Così, mentre Chicago già vanta la sua fattoria verticale, la FarmedHere a Bedford Park, altre città muovono verso la nuova idea di città giardino. È il caso, ad esempio, della Green8 nel centro di Alexanderplatz a Berlino, progettata da Architects Agnieszka Preibisz e Peter Sandhaus. Ma è anche il caso del progetto pensato dallo studio Japa Architects per rispondere al fabbisogno alimentare delle città asiatiche: affascinanti torri a elementi circolari non concentrici e mobili, ossia in grado di cambiare direzione per favorire l’illuminazione delle aree verdi.

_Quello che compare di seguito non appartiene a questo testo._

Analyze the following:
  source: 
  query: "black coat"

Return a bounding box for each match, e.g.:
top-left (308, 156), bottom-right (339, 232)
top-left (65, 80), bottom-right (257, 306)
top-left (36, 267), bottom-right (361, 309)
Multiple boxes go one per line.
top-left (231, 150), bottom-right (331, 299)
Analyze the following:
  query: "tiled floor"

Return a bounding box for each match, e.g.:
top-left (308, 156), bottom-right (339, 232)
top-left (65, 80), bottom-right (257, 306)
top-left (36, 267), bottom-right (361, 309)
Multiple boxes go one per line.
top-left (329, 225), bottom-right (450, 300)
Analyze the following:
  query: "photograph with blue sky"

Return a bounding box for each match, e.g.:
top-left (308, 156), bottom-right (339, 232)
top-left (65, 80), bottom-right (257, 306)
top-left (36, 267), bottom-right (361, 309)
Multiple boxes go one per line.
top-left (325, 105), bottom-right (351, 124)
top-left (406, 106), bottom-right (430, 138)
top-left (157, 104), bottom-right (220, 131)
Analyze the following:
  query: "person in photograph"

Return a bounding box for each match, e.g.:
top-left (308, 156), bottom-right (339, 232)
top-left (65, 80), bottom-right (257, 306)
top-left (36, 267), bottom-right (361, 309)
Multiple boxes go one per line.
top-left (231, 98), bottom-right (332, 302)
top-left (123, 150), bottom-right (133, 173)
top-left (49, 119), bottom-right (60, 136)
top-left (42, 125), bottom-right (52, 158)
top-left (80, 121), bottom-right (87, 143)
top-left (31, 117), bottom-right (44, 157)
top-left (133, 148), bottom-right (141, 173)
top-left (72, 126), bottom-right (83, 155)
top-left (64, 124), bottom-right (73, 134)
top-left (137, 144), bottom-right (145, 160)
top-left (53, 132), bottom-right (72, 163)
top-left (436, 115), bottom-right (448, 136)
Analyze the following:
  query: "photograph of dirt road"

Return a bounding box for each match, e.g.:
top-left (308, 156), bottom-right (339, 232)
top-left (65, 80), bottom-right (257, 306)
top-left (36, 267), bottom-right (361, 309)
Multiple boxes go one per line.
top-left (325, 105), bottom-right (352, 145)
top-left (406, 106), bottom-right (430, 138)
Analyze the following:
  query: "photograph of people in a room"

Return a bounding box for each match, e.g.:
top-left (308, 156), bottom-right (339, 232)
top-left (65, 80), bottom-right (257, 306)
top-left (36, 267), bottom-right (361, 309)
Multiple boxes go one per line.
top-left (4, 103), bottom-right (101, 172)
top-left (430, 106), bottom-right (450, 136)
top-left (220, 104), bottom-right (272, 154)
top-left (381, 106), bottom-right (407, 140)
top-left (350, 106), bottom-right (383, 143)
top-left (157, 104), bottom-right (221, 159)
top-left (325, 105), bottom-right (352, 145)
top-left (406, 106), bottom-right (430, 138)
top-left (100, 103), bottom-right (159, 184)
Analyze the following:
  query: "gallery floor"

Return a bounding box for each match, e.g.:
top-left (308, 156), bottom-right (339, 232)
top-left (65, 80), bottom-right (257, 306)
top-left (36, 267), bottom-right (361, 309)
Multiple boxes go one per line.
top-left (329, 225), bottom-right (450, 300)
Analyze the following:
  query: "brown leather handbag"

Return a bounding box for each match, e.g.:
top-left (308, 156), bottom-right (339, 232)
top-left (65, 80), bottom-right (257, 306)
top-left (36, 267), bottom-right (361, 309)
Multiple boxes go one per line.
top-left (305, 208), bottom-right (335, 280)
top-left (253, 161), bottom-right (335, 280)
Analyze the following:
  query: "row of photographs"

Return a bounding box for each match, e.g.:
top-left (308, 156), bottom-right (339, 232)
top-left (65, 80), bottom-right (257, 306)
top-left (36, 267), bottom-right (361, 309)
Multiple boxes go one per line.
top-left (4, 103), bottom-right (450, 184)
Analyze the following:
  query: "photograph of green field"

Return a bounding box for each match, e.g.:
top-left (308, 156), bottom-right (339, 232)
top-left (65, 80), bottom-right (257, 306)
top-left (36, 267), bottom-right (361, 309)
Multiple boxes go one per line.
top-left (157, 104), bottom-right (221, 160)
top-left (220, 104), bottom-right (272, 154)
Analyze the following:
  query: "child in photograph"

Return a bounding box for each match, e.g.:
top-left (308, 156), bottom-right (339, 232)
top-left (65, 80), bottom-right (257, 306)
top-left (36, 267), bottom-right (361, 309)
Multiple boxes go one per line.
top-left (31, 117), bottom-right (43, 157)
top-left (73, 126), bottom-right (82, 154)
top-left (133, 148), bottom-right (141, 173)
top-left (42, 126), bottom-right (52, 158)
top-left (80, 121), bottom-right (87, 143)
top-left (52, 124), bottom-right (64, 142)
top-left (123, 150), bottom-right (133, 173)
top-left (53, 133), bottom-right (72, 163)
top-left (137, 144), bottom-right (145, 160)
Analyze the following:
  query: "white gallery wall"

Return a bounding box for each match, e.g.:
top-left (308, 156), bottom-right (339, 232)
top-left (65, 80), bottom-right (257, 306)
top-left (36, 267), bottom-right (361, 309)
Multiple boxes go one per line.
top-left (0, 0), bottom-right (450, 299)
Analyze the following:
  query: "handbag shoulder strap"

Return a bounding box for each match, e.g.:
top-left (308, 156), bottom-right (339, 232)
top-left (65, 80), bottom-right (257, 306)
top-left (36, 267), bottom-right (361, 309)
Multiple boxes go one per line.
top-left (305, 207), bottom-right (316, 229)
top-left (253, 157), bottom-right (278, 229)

Londra si distingue ancora, con la proposta per Shoreditch della Endless Vertical City: alta 300 metri, questa torre è progettata dallo studio SURE Architecture per racchiudere un ecosistema e costituire, da sola, una città. Destinata a contenere l’insieme delle funzioni urbane essenziali, continuamente rapportate a spazi verdi dimensionalmente ragguardevoli, è una fabbrica d’impronta vagamente decostruttivista, con soluzioni che ammorbidiscono e disorientano piacevolmente, rappresentativa dunque di una nuova concezione formale dell’architettura. Consiglio di visitare il sito ufficiale della SURE Architecture (http://www.sure-architecture.com), dove si trovano immagini bellissime di questo edificio.

L’impianto strutturale (pensato in tubolari d’acciaio) è progettato per reggere su una superficie di base di mq 3.318 e produrre, in verticale, ben 165.855 mq di aree a verde. Una città verde nella città storica.

Per quanto il concetto di ecosistema introdotto come uno degli obiettivi progettuali, a mio parere potrebbe destare alcune obiezioni, è pur vero che l’approccio fonda su basi ecologiche anche nella scelta dei materiali costruttivi e di finitura. In ogni caso, dal mio punto di vista è stupefacente.

L’obiettivo della riduzione del consumo di suolo è affrontato sia in termini orizzontali, ossia con la contrazione della superficie terrestre impiegata per la realizzazione della costruzione, sia in termini di amplificazione delle aree verdi ai vari piani, con la dotazione di veri e propri giardini privati e collettivi.

Si tratta di una decisa e coerente risposta all’orientamento odierno della ricerca urbanistico/architettonica su scala planetaria.